L'omelia del Custode nella Veglia Pasquale -
Non abbiate paura! Sento che tocca a me, ora, pronunciare queste parole. Sento che il mio compito è lo stesso di colui che si rivolse alle donne in quell’alba dell’ottavo giorno. Un giovane, dice l’evangelista Marco, vestito d’una veste bianca. Ora tocca a me, non più giovane, ma vestito come lui del colore della luce, in questa luminosissima notte, la notte più attesa dell’anno, qui all’ambone, accanto all’altare, alla pietra rovesciata.
Tocca a me dirvi: “non abbiate paura, perché colui che cercate non è qui, è risorto e vi precede in Galilea”. Sento tutto lo splendore e la responsabilità di questo messaggio. Sento il privilegio di potervelo annunciare proprio qui, dove c’è un’altra tomba, quella di Francesco, non vuota, ma anch’essa sorgente da cui si sprigiona, incontenibile, la vita in abbondanza. Questo è l’annuncio della nostra fede, la buona notizia, questo è il Vangelo! È annuncio che dona speranza e genera vita, mobilita le nostre forze, rinnova le nostre energie, rende capaci di andare al di là di ogni amarezza e rassegnazione, al di là di ogni durezza e resistenza.
Vi dico perciò: non abbiate paura! E questo non perché ve lo devo dire per mestiere e neppure perché sono un povero illuso incapace di guardare la realtà. Mi rendo conto e sono partecipe anch’io della sofferenza che attraversa i nostri paesi e le nostre città, dei lutti che hanno segnato le nostre comunità e le nostre famiglie, della drammatica incertezza sul futuro che sta pian piano corrodendo la nostra società, del bisogno di evasione che ci fa sentire imprigionati in abitudini che mai avremmo immaginato. Mi rendo conto anche di quanto male è ancora e sempre presente nel mondo e della durezza di tanti cuori, a volte del mio cuore.
Eppure ancora una volta, in questa notte santa, mi permetto di dirvi: non abbiate paura! Non abbiate paura perché il Risorto ha davvero cambiato la storia, perché dopo la sua morte la morte non è più l’ultima parola: perché ci è stata data la possibilità di vincerla nei tanti modi in cui essa si presenta. Con la sua vita ci ha raccontato che piccoli gesti risanano ferite, che parole di verità e di delicatezza fanno crescere relazioni, che mansuetudine e mitezza sono esercizi di coraggio.

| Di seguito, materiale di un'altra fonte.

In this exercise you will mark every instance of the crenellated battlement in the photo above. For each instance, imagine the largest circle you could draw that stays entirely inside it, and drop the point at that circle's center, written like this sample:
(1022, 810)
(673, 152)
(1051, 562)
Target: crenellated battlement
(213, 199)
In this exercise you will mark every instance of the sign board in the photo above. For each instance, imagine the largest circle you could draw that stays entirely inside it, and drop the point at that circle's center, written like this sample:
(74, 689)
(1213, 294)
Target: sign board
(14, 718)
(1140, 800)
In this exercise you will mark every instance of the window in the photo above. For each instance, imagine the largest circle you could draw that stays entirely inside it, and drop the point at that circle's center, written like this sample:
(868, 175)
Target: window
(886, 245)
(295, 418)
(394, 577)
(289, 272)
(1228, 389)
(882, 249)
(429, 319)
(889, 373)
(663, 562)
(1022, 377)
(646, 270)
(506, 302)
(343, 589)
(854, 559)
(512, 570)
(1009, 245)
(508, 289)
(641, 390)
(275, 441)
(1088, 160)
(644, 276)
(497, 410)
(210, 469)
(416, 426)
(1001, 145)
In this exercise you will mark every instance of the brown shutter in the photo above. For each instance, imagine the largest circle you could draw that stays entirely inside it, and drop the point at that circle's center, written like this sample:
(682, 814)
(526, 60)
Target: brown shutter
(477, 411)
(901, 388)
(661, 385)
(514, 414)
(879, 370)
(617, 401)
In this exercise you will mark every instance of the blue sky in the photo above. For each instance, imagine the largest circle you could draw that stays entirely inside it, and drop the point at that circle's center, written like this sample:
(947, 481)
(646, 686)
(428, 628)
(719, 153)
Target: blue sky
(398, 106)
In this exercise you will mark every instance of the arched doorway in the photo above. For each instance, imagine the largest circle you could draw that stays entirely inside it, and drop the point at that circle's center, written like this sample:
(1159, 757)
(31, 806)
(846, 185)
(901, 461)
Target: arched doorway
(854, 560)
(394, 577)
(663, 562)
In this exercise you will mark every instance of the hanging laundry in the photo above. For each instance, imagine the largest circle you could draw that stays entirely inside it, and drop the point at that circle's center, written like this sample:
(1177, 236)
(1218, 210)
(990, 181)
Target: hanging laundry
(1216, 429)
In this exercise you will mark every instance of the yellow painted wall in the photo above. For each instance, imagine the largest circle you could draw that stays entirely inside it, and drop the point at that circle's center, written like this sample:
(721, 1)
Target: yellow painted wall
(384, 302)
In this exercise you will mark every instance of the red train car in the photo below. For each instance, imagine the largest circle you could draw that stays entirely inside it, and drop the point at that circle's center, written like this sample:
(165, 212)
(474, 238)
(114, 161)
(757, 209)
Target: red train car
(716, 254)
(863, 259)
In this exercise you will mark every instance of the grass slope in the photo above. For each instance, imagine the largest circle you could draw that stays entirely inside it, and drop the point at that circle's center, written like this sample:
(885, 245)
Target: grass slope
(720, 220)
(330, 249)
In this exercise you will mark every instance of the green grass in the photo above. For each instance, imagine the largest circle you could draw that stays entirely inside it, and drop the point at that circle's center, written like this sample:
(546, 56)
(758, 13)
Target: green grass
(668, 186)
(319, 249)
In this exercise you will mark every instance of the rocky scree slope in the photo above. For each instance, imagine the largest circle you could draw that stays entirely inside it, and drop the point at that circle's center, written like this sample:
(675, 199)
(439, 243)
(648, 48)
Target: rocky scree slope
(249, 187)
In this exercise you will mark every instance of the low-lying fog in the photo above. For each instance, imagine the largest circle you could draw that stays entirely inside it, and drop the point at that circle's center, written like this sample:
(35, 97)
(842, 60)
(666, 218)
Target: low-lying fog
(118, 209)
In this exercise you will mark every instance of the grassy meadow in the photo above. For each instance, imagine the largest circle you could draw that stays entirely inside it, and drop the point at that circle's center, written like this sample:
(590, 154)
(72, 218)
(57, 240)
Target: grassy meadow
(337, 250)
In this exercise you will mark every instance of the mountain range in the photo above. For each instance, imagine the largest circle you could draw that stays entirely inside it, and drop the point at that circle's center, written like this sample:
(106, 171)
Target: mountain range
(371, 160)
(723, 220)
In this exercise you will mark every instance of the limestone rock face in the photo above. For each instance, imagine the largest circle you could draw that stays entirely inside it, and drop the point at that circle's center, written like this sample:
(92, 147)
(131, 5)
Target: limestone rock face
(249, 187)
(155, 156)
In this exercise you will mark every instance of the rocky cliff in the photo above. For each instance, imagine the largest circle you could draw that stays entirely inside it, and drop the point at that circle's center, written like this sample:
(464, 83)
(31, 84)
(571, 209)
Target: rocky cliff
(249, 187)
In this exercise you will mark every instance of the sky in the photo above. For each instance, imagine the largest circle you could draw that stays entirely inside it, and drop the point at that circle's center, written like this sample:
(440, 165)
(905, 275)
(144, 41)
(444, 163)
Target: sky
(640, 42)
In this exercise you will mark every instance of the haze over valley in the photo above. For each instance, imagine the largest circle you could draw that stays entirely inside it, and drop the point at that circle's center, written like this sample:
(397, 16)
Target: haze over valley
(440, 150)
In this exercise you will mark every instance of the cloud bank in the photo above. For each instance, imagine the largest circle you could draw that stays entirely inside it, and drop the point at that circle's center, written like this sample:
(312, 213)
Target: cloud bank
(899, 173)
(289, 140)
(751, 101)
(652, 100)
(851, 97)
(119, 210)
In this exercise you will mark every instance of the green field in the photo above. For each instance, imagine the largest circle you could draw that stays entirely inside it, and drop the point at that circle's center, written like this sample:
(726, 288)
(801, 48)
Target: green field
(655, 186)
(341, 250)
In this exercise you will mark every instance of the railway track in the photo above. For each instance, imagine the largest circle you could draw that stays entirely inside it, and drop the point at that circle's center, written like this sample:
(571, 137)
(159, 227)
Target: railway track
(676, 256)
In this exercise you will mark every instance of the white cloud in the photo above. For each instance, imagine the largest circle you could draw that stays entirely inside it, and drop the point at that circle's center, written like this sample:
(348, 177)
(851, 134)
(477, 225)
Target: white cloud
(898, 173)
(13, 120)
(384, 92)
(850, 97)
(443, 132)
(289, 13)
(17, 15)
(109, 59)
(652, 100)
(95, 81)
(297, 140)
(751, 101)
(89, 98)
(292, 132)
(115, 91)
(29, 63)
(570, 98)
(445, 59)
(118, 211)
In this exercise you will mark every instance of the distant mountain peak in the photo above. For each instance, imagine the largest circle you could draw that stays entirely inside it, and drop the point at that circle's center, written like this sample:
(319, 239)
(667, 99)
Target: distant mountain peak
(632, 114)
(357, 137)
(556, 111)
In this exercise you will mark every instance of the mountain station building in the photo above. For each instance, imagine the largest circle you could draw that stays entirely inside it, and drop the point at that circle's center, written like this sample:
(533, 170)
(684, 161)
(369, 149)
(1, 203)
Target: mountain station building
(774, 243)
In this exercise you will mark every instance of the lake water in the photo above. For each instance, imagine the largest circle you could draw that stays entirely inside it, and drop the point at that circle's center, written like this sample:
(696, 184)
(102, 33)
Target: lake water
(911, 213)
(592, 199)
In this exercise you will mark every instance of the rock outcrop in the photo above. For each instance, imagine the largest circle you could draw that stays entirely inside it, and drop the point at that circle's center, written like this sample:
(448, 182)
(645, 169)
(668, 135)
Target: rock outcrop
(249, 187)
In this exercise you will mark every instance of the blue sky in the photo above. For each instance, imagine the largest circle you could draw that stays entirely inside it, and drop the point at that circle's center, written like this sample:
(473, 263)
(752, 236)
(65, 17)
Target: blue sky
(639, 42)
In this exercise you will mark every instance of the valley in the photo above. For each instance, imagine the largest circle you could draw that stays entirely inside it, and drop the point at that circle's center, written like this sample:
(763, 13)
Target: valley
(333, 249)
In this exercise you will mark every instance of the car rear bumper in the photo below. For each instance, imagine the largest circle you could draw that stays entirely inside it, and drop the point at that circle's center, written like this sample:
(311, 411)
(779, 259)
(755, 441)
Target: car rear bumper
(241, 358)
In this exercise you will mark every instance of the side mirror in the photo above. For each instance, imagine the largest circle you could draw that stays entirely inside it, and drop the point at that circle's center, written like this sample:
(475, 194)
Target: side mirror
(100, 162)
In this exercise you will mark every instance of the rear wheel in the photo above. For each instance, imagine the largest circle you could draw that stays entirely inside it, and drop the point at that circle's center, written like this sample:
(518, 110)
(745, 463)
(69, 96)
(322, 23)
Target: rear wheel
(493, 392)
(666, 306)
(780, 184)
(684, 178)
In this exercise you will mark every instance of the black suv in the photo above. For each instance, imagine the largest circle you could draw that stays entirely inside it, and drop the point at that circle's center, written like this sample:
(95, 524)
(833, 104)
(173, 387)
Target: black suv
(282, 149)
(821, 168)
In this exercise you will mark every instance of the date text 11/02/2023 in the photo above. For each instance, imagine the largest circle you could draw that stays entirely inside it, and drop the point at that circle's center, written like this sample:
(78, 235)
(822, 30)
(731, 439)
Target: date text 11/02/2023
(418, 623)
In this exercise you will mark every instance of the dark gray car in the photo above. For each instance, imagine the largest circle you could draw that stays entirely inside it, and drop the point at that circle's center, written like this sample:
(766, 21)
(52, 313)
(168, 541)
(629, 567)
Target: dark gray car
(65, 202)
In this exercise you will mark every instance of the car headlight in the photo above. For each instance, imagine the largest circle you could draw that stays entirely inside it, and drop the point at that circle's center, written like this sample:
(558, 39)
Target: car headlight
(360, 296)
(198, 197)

Con la sua passione ci ha annunciato che rinunciare a se stessi per amore è sorgente di novità e fermento di fraternità. Con la sua morte ci ha rivelato che sono necessari passaggi per porte strette, dolorosi e indesiderabili, ma non infruttuosi. Con la sua resurrezione ci ha mostrato che c’è una speranza certa da praticare, un avvenire da coltivare, un oltre da attendere fiduciosi. Non abbiate paura: c’è lui che ci precede nelle nostre quotidiane Galilee: lì siamo chiamati a riconoscerlo, lì lo vediamo, ancora e sempre all’opera, con noi e per noi.